# Multiple Linear Regression Model

Given a data set $\{y_i,\, x_{i1}, \ldots, x_{ip}\}_{i=1}^n$ of n statistical units, a linear regression model assumes that the relationship between the dependent variable yi and the p-vector of regressors xi is linear.

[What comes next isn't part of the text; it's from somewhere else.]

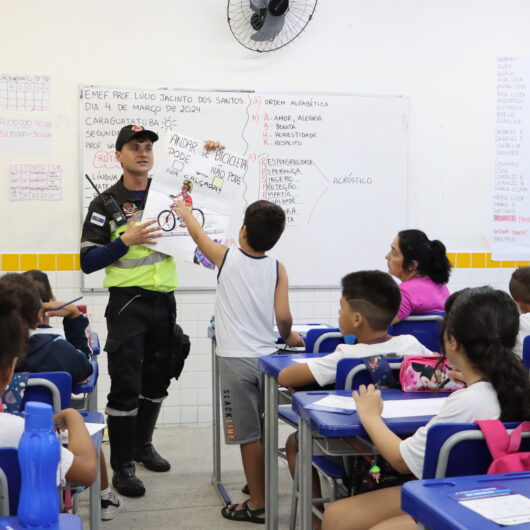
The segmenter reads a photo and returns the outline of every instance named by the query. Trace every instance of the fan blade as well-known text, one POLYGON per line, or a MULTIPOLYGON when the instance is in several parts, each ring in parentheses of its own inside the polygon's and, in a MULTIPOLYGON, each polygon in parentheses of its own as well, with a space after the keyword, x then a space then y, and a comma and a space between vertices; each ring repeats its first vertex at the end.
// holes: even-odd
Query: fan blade
POLYGON ((282 31, 283 24, 285 23, 285 15, 281 17, 275 17, 270 13, 265 16, 265 22, 261 29, 250 36, 251 40, 255 42, 264 42, 267 40, 275 39, 282 31))
POLYGON ((267 7, 267 0, 249 0, 249 3, 250 9, 256 12, 267 7))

This relationship is modelled through a disturbance term or error variable εi — an unobserved random variable that adds noise to the linear relationship between the dependent variable and regressors.

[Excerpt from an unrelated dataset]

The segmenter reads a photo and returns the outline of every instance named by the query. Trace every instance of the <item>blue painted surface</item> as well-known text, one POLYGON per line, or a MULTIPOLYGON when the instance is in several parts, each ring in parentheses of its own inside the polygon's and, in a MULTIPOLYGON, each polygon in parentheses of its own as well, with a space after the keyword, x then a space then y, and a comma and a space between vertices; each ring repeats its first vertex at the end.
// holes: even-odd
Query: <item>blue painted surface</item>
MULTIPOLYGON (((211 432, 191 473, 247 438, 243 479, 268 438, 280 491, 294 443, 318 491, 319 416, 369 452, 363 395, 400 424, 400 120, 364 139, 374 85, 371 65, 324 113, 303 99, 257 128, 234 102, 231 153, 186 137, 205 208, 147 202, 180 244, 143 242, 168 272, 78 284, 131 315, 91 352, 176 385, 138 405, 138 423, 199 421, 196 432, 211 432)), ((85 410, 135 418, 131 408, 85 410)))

The MLR is described as follow:

$$y_i = \beta_1 x_{i1} + \cdots + \beta_p x_{ip} + \varepsilon_i = \mathbf{x}^{\rm T}_i\boldsymbol\beta + \varepsilon_i, \qquad i = 1, \ldots, n,$$

Where:

• $\mathbf{x}^{\rm T}_i$ is the transpose matrix

Often these n equations are stacked together and written in vector form as

$$\mathbf{y} = \mathbf{X}\boldsymbol\beta + \boldsymbol\varepsilon, \,$$

$$\mathbf{y} = \begin{pmatrix} y_1 \\ y_2 \\ \vdots \\ y_n \end{pmatrix}, \quad \mathbf{X} = \begin{pmatrix} \mathbf{x}^{\rm T}_1 \\ \mathbf{x}^{\rm T}_2 \\ \vdots \\ \mathbf{x}^{\rm T}_n \end{pmatrix} = \begin{pmatrix} x_{11} & \cdots & x_{1p} \\ x_{21} & \cdots & x_{2p} \\ \vdots & \ddots & \vdots \\ x_{n1} & \cdots & x_{np} \end{pmatrix}, \quad \boldsymbol\beta = \begin{pmatrix} \beta_1 \\ \beta_2 \\ \vdots \\ \beta_p \end{pmatrix}, \quad \boldsymbol\varepsilon = \begin{pmatrix} \varepsilon_1 \\ \varepsilon_2 \\ \vdots \\ \varepsilon_n \end{pmatrix}.$$

Remarks

1. $y_i\,$ is called the regressand, response variable, measured variable, or dependent variable (see dependent and independent variables.)
2. $\mathbf{x}_i\,$ are called regressors, exogenous variables, explanatory variables, covariates, input variables, predictor variables, or independent variables (see dependent and independent variables, but not to be confused with independent random variables).
3. Usually a constant is included as one of the regressors which is called the intercept.